Вернулась хозяйка, держа в руках полулитровую банку с мутной жидкостью.
– Давай, – сунула она банку в руку Егору. – И выть не стоит. С каждым мужиком такое-то случалось. И вашего брата понять можно. От скуки все, от безделья…
– Что же делать?! – стонал Егор. – Что делать?!
– А выпить, – просто сказала разумная женщина.
И Егор подчинился. Он с отвращением начал пить вонючую теплую жидкость.

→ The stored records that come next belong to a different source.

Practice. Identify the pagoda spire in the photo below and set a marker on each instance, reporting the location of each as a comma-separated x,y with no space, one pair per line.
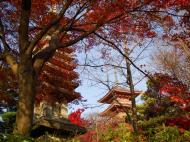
115,76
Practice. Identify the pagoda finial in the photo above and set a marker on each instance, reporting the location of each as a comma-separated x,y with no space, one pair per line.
115,75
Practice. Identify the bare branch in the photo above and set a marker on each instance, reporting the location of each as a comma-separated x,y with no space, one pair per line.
123,54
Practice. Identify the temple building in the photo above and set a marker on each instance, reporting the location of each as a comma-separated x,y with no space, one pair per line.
119,100
56,88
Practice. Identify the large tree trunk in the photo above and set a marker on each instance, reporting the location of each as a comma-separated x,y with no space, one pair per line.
27,81
132,89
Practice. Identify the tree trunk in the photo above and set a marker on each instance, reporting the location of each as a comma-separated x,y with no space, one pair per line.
25,107
132,89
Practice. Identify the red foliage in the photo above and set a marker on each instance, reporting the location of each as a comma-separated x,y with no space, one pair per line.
75,117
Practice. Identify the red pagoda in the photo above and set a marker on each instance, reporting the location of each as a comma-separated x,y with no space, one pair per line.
56,88
119,99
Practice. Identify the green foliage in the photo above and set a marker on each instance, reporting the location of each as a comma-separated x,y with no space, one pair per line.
15,138
168,134
9,119
120,134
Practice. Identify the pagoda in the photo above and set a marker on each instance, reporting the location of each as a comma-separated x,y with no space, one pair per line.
119,100
56,88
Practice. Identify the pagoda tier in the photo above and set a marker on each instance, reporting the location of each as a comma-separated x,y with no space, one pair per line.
115,108
119,99
118,93
58,80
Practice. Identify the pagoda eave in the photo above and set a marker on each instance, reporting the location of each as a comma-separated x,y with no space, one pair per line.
108,98
111,109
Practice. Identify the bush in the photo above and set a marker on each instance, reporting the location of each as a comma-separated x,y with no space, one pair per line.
168,134
15,138
8,124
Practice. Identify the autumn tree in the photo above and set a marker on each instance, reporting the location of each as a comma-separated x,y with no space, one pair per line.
25,23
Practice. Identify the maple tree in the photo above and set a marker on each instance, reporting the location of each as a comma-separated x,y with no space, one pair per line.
63,24
172,100
24,25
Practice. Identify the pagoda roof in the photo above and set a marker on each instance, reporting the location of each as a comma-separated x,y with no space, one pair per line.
69,95
112,108
118,92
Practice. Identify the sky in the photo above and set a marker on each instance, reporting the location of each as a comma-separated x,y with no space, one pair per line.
93,91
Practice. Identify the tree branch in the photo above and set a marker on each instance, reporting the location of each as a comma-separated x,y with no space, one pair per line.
123,54
24,24
49,26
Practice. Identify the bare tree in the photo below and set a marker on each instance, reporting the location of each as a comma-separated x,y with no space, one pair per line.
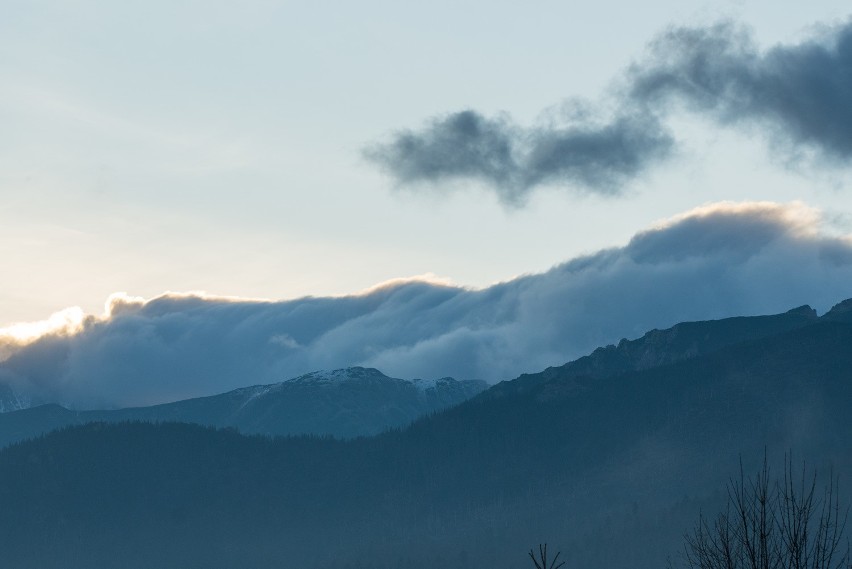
781,524
541,562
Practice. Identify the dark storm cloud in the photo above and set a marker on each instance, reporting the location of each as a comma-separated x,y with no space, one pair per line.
716,261
597,158
799,95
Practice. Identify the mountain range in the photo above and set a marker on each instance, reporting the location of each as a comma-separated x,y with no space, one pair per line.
342,403
610,458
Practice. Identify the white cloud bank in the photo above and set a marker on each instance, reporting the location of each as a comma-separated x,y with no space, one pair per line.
719,260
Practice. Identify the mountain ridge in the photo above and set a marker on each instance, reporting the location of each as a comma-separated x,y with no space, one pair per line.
345,403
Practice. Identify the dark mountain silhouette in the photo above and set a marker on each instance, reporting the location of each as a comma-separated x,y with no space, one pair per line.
611,464
342,403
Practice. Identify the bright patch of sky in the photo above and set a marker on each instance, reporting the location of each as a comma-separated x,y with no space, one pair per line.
216,146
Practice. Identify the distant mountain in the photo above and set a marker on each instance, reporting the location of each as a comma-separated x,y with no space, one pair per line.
11,400
609,459
343,403
680,342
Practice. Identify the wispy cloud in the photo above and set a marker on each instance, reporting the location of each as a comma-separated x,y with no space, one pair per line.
718,260
798,94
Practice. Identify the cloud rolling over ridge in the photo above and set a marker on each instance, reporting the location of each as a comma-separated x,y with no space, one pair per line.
720,260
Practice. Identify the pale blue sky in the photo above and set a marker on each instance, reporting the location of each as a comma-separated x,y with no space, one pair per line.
154,146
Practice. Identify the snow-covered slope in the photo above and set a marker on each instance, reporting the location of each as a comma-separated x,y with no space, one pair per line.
344,403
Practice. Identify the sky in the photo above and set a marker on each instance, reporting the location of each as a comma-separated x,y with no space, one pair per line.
257,153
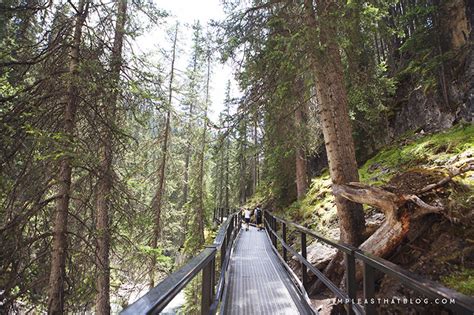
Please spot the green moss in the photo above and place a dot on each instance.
(462, 281)
(431, 150)
(317, 210)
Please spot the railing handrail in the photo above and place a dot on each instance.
(463, 304)
(155, 300)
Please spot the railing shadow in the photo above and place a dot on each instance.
(370, 264)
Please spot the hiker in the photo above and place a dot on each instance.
(247, 215)
(258, 217)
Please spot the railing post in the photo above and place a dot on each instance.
(283, 232)
(351, 283)
(369, 288)
(207, 287)
(276, 233)
(304, 271)
(274, 230)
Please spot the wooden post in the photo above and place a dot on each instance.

– До конца, – заявила Анисья Трофимовна.
Егор из последних сил допил. В голове его сразу же зашумело, приятная слабость растеклась по телу, на душе как будто полегчало.
– Пока хватит, – заключила многомудрая хозяйка, – иди погуляй по лесочку, подыши воздухом. Расходиться тебе нужно. Поскачешь, попрыгаешь и в норму войдешь. Ты, наверное, есть хочешь?
Егор отрицательно замотал головой.
– Ну, как знаешь. А захочешь, приходи. Я тебя накормлю.
– Но семья моя, дети…
– Не убивайся ты так. Вернутся они, я думаю, вернутся. Я уж твоей Людке говорю: с каждым может случиться; что он – не мужик?! Такая, мол, бабья доля – прощать и сопли утирать.
– А она? – с надеждой спросил Егор.
– А что она? Плачет.
Олегов обхватил голову руками.
– Иди, золотой, иди!
И Егор пошел куда глаза глядят.
Вначале он поболтался вокруг станции в надежде, что жена просто морочит ему голову и никуда не уехала. Но на станции в этот час было совершенно пусто. Пригородные поезда идут в основном утром и вечером, а товарные – хоть и круглые сутки, но интереса у населения не вызывают. Разве что у шпионов. Но и шпионов на станции не наблюдалось. Олегов потерянно бродил по насыпи, потом зашел в помещение станции, где тоже никого не было. Он постучал в окно кассы, дождался, пока кассирша открыла, и спросил:
– Скажите, пожалуйста, молодая женщина с двумя детьми, мальчиком и девочкой, сегодня брала билеты в город?
Кассирша усмехнулась, и Егор понял, что про его вчерашнюю выходку уже известно всему поселку.
– Брала, милок, брала, – ехидно сказала кассирша. – Да и как же ей, бедолаге, не брать.
Сгорая со стыда, Егор бросился прочь, действие бражки хотя и сказывалось, но отнюдь не снимало чувства вины.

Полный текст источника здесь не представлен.